NetLab Workshop Report, chaired by Charlie Plott:

The time for collaboratories for experimental research in the social sciences has come. It is encouraging to note that, with very limited funding, individual researchers already are struggling to develop collaboratories. We assert that larger group efforts will have substantially greater payoffs in knowledge development. There is now an opportunity to set the conditions which will speed the development of social science knowledge and revolutionize social science education for the foreseeable future. To do so will require a substantial infrastructure investment in collaboratories. The time has come for that investment to be made.

III.2 Long-term Support

There has been no tradition of providing long-term support to highly technical fields in the social sciences. As researchers make greater use of complex networked systems in their research, the need grows for technicians to conduct experiments. Like any large-scale laboratory in engineering or natural sciences, technical support is necessary. Traditionally this has not been the case in the social sciences (and only somewhat common in the behavioral sciences). In order to integrate current computational and networked tools into social science experimentation, technical support must be forthcoming.

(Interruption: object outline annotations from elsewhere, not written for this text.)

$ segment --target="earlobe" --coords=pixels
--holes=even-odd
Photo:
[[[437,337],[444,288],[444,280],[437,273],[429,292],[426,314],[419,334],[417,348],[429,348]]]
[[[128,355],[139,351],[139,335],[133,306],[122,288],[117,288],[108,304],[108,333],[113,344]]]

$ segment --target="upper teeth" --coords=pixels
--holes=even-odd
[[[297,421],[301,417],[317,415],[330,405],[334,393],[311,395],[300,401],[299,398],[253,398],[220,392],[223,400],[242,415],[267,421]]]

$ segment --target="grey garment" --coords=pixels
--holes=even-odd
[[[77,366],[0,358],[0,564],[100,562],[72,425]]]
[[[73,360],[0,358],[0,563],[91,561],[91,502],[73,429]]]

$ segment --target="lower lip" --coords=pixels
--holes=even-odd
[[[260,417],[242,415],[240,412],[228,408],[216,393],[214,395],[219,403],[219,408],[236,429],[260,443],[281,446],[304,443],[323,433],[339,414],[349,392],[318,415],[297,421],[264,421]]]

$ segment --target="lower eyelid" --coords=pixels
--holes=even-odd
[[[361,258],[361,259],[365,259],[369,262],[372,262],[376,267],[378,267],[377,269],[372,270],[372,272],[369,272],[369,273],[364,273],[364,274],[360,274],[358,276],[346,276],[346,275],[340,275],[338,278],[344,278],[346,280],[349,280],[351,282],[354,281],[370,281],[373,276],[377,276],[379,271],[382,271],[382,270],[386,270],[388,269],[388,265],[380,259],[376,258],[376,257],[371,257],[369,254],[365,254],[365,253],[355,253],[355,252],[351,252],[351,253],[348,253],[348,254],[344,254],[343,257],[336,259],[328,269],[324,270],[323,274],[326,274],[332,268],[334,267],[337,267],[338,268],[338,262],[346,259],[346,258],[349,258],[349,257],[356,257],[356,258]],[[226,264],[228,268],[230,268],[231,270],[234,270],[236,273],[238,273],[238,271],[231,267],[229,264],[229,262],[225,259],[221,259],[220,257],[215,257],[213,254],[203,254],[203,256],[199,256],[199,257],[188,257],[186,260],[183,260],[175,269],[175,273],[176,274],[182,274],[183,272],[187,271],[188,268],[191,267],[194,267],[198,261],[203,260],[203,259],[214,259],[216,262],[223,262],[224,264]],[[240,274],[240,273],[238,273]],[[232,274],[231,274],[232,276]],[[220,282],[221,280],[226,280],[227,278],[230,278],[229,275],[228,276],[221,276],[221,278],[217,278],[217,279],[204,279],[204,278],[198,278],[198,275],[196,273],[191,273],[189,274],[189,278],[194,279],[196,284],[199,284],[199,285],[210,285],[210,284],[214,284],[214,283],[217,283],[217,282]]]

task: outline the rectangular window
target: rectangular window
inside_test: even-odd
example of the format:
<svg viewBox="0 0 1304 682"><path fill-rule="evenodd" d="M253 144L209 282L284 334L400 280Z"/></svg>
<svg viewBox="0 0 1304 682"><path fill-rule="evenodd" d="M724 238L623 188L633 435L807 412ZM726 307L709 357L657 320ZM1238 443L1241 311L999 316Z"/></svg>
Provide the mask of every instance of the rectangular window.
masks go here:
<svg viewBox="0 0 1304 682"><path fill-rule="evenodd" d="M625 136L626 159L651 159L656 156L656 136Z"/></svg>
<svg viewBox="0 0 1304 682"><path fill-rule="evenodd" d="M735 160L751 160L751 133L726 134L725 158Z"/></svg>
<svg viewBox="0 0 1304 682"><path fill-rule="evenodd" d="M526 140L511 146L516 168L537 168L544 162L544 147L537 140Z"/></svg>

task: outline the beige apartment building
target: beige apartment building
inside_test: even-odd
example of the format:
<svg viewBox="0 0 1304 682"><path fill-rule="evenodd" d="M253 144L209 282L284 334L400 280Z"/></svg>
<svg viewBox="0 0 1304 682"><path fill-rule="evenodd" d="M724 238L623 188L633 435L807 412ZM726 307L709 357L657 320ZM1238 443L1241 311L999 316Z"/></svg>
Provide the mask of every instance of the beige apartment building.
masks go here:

III.3 Hardware/Software Support

As experiments are scaled up to incorporate many more subjects or as experiments are distributed across a number of sites, hardware and software innovations are needed. The needs of NetLab researchers are quite different from those of other engineers and scientists. As a consequence, hardware and software development is going to have to be directed towards those special needs, rather than relying on what has been developed for other sciences.

One of the barriers to current NetLab work is the relatively slow speed of the Internet. Experiments involving “real-time” interactions between hundreds of subjects, scattered across a variety of sites, are nearly impossible. Many of these experiments require that all subjects are brought up-to-date within 500 milliseconds of any action, and that many different actions may be taking place nearly simultaneously. If subjects are all tied to the same server, this is a relatively trivial problem. However, if subjects are widely distributed, then “real time” interaction becomes difficult. Moreover, server “crashes,” backlogs, bottlenecks and other threats to subject connectivity must be addressed. These constitute fundamental challenges to our capacity to scale up experiments.

A second barrier concerns massive data storage, handling and retrieval for large-scale experiments. Many experiments require that linkable, heterogeneous data be transmitted from individual sites and merged together. However, there are enormous problems with linking data that may include behavioral actions, physiological measurement and visual images. Moreover, if such data are collected for each subject and the number of subjects is very large, then the resulting data set will be extremely large. Transmitting that data will be difficult. For instance, consider 100 subjects engaged in a 60-minute experiment in which information is collected on: the mouse location in 10 millisecond slices; all mouse clicks; physiological measures such as respiration, galvanic skin conductance; EEG measures; and the complete video of the individual’s facial expressions throughout the experiment. Such data, digitally linked, will be extremely valuable, but their size alone will produce major difficulties for researchers.